Periodic Reporting for period 4 - GRANT (Groups, Representations and Analysis in Number Theory)

Reporting period: 2020-03-01 to 2021-08-31

There are two related families of objectives on which I have worked within framework of the project. I will leave aside some subdivisions of the project that have resulted in a couple of publications, so as to focus on the main tasks.

a) Growth in groups. Consider a finite subset A of a group, that is, a set whose elements can be multiplied. Now consider the set B of all things that can be obtained as the product of, say, elements of A. Generally, B will have more elements than A, but how many more?

This question - growth - is closely related to that of diameter. In the case of permutation groups, the concept of diameter can be explained very simply. Rubik's cube, and other puzzles like it, can be solved by means of some combination of moves; they give good examples of bpermutation groups, in that we permute pieces in some allowable ways. What is the smallest number d such that every reachable position in a puzzle can be reached in at most d moves? This number d is called the diameter (of the Cayley graph of the group, which describes all possible positions and how to move between them). In fact, the diameter can be defined in the same way for other finite groups, including matrix groups. (Matrix groups give us all the infinite families of finite simple groups other than the alternating groups, which are permutation groups).

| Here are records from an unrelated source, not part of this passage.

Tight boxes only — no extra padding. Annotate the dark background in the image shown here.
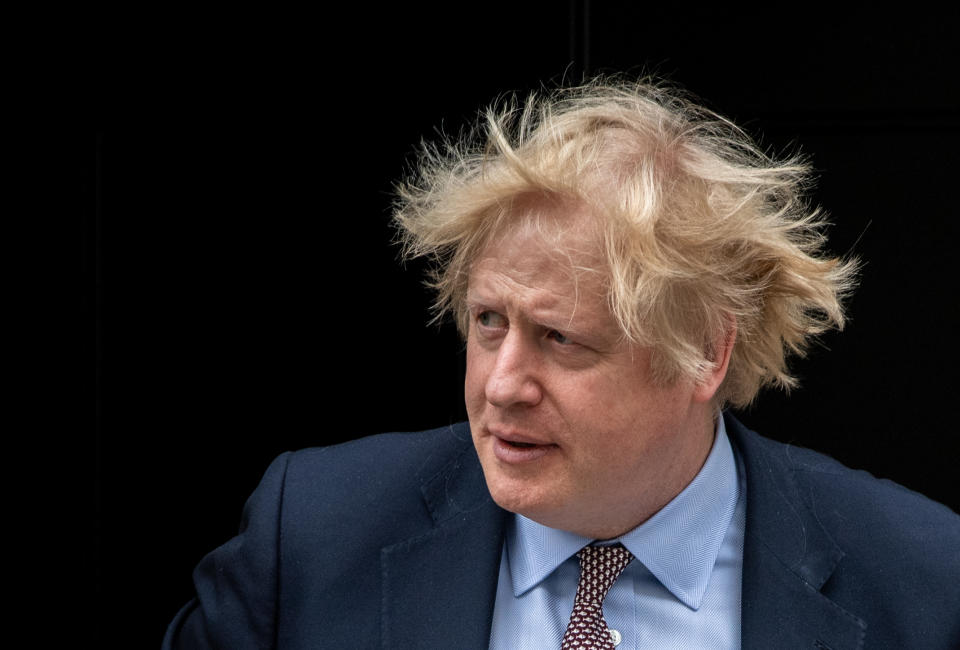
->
[80,0,960,647]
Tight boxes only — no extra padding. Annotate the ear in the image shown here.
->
[693,316,737,402]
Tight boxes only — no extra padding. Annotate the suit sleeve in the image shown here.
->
[162,452,290,650]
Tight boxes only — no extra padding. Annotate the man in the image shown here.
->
[164,82,960,650]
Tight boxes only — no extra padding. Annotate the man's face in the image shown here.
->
[465,215,712,537]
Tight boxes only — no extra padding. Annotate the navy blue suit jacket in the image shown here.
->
[163,415,960,650]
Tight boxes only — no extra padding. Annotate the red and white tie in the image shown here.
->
[560,544,633,650]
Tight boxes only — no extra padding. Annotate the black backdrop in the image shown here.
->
[88,0,960,647]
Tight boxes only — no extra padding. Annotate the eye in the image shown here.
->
[547,330,573,345]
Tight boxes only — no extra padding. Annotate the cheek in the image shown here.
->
[463,339,487,409]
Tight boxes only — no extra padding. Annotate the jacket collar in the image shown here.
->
[724,414,866,650]
[380,423,507,648]
[381,414,866,650]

There is a third, closely related question, particularly important for applications - the notion of expansion. For a graph, being an expander is a stronger property than having small diameter (that is, an expander necessarily has small diameter, but not viceversa); roughly speaking, an expander graph is one in which a random walk will lead to an approximately equal distribution quickly. While the study of expander graphs was initially motivated (1967-1970s) by the problem of building robust, efficient telecommunication networks, their current applications lie mainly in theoretical computer science, group theory and, increasingly, number theory (see objective b below). The fact that a concept has applications other than the ones that motivated it demonstrates that it is natural and robust -- the "right" concept, so to speak.

My work before the start of the project consisted in proving growth in groups for some families of matrix groups and for permutation groups. My results had already been generalized by other researchers to other families of matrix groups and applied (mainly by Bourgain and Gamburd) to give expansion results. (Growth in groups implies small diameter immediately).

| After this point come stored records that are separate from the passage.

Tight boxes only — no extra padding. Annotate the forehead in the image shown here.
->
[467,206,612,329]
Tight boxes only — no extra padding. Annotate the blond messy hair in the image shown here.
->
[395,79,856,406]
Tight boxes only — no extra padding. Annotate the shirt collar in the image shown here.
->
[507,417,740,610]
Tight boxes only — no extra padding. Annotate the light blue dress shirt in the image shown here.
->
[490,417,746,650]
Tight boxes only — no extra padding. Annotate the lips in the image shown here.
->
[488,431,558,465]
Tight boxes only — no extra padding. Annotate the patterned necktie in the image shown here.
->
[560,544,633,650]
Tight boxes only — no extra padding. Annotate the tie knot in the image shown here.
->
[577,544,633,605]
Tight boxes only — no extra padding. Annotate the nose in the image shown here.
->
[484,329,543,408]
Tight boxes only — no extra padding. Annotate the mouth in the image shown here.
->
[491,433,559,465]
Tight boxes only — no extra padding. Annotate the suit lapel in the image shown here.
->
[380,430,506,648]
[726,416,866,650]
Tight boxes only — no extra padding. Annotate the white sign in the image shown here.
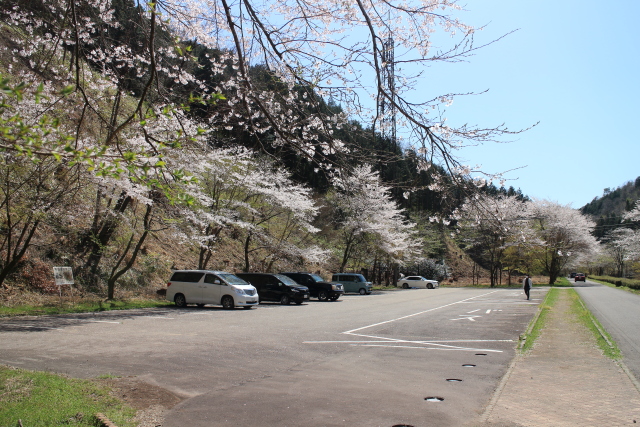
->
[53,267,73,286]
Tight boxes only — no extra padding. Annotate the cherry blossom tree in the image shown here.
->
[330,165,419,272]
[175,148,325,271]
[531,200,599,284]
[454,195,540,287]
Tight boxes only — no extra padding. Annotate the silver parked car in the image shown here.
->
[398,276,440,289]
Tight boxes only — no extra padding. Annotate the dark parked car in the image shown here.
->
[280,272,344,301]
[236,273,309,305]
[331,273,373,295]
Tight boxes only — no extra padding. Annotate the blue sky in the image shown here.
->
[412,0,640,208]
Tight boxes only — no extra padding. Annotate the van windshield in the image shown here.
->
[218,274,248,285]
[274,274,300,286]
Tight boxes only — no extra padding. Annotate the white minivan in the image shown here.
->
[167,270,259,309]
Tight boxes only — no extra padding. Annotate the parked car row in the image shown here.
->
[166,270,438,309]
[166,270,344,309]
[398,276,440,289]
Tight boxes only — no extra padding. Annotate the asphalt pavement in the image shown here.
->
[575,280,640,382]
[480,284,640,427]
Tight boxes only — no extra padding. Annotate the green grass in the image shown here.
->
[0,366,135,427]
[588,276,640,295]
[0,299,171,317]
[520,288,561,353]
[553,276,573,288]
[520,288,621,360]
[569,289,622,360]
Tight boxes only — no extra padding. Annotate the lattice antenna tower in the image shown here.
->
[378,36,396,143]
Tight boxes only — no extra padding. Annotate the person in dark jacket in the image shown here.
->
[522,274,533,299]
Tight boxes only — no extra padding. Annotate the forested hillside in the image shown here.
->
[0,0,608,299]
[580,177,640,239]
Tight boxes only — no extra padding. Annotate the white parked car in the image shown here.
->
[398,276,440,289]
[167,270,259,309]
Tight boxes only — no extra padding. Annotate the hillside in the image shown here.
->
[580,177,640,239]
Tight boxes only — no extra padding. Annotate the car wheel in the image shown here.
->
[222,295,235,310]
[173,294,187,307]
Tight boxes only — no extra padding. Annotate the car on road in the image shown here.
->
[397,276,440,289]
[166,270,259,309]
[280,272,344,301]
[236,273,309,305]
[331,273,373,295]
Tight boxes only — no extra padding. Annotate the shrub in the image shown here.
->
[589,276,640,290]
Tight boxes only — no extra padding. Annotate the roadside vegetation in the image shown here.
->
[589,276,640,291]
[0,298,171,317]
[569,289,621,360]
[520,288,561,353]
[520,286,621,360]
[0,366,136,427]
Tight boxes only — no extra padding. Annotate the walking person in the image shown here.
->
[522,274,533,299]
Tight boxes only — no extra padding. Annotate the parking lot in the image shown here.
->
[0,288,544,427]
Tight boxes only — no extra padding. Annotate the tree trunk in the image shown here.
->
[107,205,152,300]
[85,192,132,274]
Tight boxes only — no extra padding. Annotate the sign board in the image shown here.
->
[53,267,73,286]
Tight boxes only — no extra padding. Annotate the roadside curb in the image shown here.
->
[578,298,640,393]
[480,289,550,423]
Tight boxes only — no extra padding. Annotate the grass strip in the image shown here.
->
[0,299,172,317]
[569,289,622,360]
[0,366,136,427]
[520,288,560,353]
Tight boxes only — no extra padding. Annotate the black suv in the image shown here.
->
[280,273,344,301]
[236,273,309,305]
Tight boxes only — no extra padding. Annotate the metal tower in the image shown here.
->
[378,36,396,143]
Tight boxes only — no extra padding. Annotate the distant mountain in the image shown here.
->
[580,176,640,239]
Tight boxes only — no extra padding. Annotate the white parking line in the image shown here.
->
[85,320,122,325]
[0,323,61,330]
[343,290,498,336]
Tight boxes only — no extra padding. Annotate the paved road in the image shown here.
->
[575,280,640,380]
[0,288,546,427]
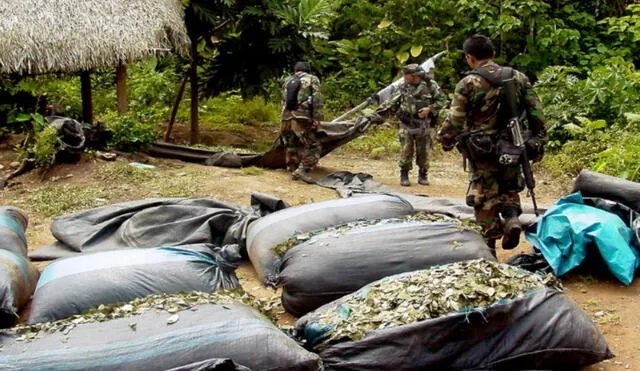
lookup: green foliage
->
[105,110,160,151]
[27,126,62,167]
[26,184,109,217]
[178,91,281,131]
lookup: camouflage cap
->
[402,63,425,77]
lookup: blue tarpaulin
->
[526,192,640,285]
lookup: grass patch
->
[240,166,264,175]
[92,162,158,185]
[191,144,255,153]
[25,184,110,217]
[338,124,400,159]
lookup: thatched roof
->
[0,0,189,74]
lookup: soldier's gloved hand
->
[524,138,544,162]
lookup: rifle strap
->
[467,67,514,88]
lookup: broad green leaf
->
[396,52,409,63]
[411,45,422,58]
[378,19,393,29]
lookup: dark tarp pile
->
[29,244,240,323]
[147,116,380,169]
[247,195,414,284]
[316,171,544,224]
[573,170,640,212]
[30,193,287,260]
[294,260,613,371]
[0,303,321,371]
[278,219,494,316]
[0,206,40,327]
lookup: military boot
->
[287,164,298,173]
[487,238,498,259]
[418,168,429,185]
[502,208,522,250]
[291,166,316,184]
[400,170,411,187]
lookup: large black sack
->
[0,304,321,371]
[278,220,495,316]
[0,249,40,328]
[573,170,640,212]
[295,288,613,371]
[0,206,29,257]
[29,192,287,260]
[28,244,240,323]
[247,194,414,284]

b) Expansion in a divisibility graph.

One of the central issues of analytic number theory is the parity problem: namely, the great difficulty in distinguishing between numbers with n prime factors and n+1 prime factors, or between numbers with an odd or even number of prime factors. Many standard tools break down at that level. We are speaking about the key lacking step in natural approaches to a plethora of hard problems. There has been remarkable progress on this issue in the last 15 years, in several ways. One direction has been that followed by Matomäki, Radziwiłł, Tao et al.; Matomäki and Radziwiłł initiated it by proving that numbers with an odd or even number of prime factors are about equally common in most short intervals. It became clear that much further progress could be made if certain graphs (joining integers n to integers n+p, for any prime p dividing n) were shown to be expanders. My objective has been to prove such expansion by means of a study of random walks in those graphs.

For objectives and conclusions, see below.
Subproject a.- Two of my junior collaborators (Daniele Dona and Jitendra Bajpai) and I have succeeded in proving bounds on growth in matrix groups that are much stronger than those proved before; in particular, the dependence of the speed of growth on the rank (roughly:
how bounds degrade when we consider matrices of larger and larger side) has been improved vastly. Grosso modo, the dependence is as good as it can be (namely, it is now polynomial on the rank, rather than being given by an exponential tower of variable length).

I have also been able to give a second proof of my result with Seress (Ann. of Math., 2014) on growth in permutation groups, bringing matters closer to the strategy used for matrix groups. (See: Proceedings of Groups St. Andrews 2017.) I have worked on some further ideas in that direction with H. Bradford, another junior member of my team.

Subproject b.-
I am glad to report that M. Radziwiłł have succeeded in showing that our prime divisibility graphs (described above) are strong local expanders almost everywhere. There are already several strong consequences in analytic number theory, and there are likely to be more. We obtain a much stronger version of Tao's celebrated "weak Chowla in degree 2" result; we also obtain finer estimates. We are looking forward to see what other researchers (and ourselves) will be able to prove using our result.

The main results of subproject a and b have been written up and submitted for publication.